Agro se declara en alerta y advierte que está en riesgo la seguridad alimentaria

La Cámara Agropecuaria del Oriente advierte que la escasez de combustible compromete la producción de alimentos. Porcicultores reportan mayores costos y anticipan presión sobre el precio de la carne

La persistente escasez de diésel llevó al sector agropecuario a declararse en “estado de emergencia total”. La Cámara Agropecuaria del Oriente (CAO) advirtió que la falta de combustible comienza a comprometer la planificación, las cosechas y el transporte de la producción, mientras los mayores costos ya presionan el precio de algunos alimentos.

Tras reunirse con autoridades del Ministerio de Hidrocarburos y YPFB, el presidente de la CAO, Klaus Frerking, manifestó que la preocupación se concentra especialmente en los pequeños productores, que representan cerca del 70% del sector y dependen de los surtidores para abastecerse.

“No podemos poner en riesgo la seguridad alimentaria del país”, sostuvo el dirigente, quien recordó que los efectos de la crisis de los 53 días con bloqueos todavía golpean a las cadenas productivas y ahora se suman las dificultades para conseguir combustible.

Frerking señaló que la zafra cañera registra un retraso cercano al 20% y que la escasez de carburante dificulta el traslado de granos, maquinaria y otros insumos. Advirtió además que la incertidumbre impide programar las campañas agrícolas. “Sin planificación no hay agropecuaria, no hay productor de leche, no hay productor de soya ni productor de ganado. La base de esa planificación es contar con diésel”, remarcó.

Frerking dijo que las autoridades informaron sobre el ingreso de combustible al país y comprometieron mayores asignaciones durante los próximos días. La CAO anunció que realizará un seguimiento diario a la distribución para verificar si el abastecimiento efectivamente mejora en las principales zonas productivas.

El dirigente recordó que el agro consume alrededor del 16% del diésel demandado en Bolivia y señaló que el problema trasciende al sector. Transporte, minería y agroindustria también enfrentan dificultades para operar, mientras el encarecimiento de la logística termina repercutiendo sobre los costos de producción.

El presidente de la Asociación de Criadores de Cerdo de Granjas Tecnificadas de Santa Cruz (Acricer), Javier Urenda, informó que los bloqueos dejaron pérdidas cercanas a Bs 90 millones y afectaron el capital operativo de las granjas. Ahora, la falta de diésel dificulta el traslado de alimento balanceado, animales y carne hacia los mercados.

Urenda afirmó que algunos productores de zonas alejadas llegaron a pagar hasta Bs 18 por litro de diésel en el mercado informal para mantener sus operaciones. El mayor costo del combustible se suma al incremento de fletes y encarecimiento de insumos por la subida del dólar.

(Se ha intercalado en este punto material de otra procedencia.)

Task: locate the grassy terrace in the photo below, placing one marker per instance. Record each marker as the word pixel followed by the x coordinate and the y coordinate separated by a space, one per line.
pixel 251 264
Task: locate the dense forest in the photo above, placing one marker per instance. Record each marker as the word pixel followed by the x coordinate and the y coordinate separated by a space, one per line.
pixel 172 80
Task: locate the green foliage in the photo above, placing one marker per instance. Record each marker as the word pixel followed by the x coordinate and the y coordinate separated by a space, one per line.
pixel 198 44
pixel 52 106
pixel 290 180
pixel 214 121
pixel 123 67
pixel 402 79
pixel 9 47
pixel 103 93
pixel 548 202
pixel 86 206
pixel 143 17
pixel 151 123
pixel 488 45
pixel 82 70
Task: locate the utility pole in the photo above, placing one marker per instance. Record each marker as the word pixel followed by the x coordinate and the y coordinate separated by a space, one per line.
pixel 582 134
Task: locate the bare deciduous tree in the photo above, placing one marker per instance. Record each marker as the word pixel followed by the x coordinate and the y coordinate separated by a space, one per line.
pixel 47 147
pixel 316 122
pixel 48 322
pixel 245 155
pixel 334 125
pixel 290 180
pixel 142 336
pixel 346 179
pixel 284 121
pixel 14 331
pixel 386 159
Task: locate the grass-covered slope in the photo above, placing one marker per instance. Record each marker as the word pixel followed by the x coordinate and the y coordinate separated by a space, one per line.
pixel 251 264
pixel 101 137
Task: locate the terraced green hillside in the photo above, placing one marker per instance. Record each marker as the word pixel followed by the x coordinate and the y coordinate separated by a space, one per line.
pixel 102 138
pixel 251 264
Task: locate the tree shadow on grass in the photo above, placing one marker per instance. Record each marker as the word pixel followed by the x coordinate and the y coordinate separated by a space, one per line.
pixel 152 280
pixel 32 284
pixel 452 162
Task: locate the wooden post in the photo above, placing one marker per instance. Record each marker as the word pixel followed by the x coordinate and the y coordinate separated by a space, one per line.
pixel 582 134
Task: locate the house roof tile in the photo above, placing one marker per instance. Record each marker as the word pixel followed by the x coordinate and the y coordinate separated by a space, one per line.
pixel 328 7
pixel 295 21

“Nadie puede absorber esos costos de manera indefinida”, advirtió Urenda. Según el dirigente, parte de ese incremento terminará trasladándose al consumidor si persisten las actuales condiciones.

Santa Cruz concentra cerca del 80% de la producción nacional de carne de cerdo, con entre 82.000 y 90.000 animales mensuales. Urenda aseguró que actualmente se mantiene el abastecimiento, pero advirtió que una escasez prolongada de diésel podría afectar la regularidad de las entregas.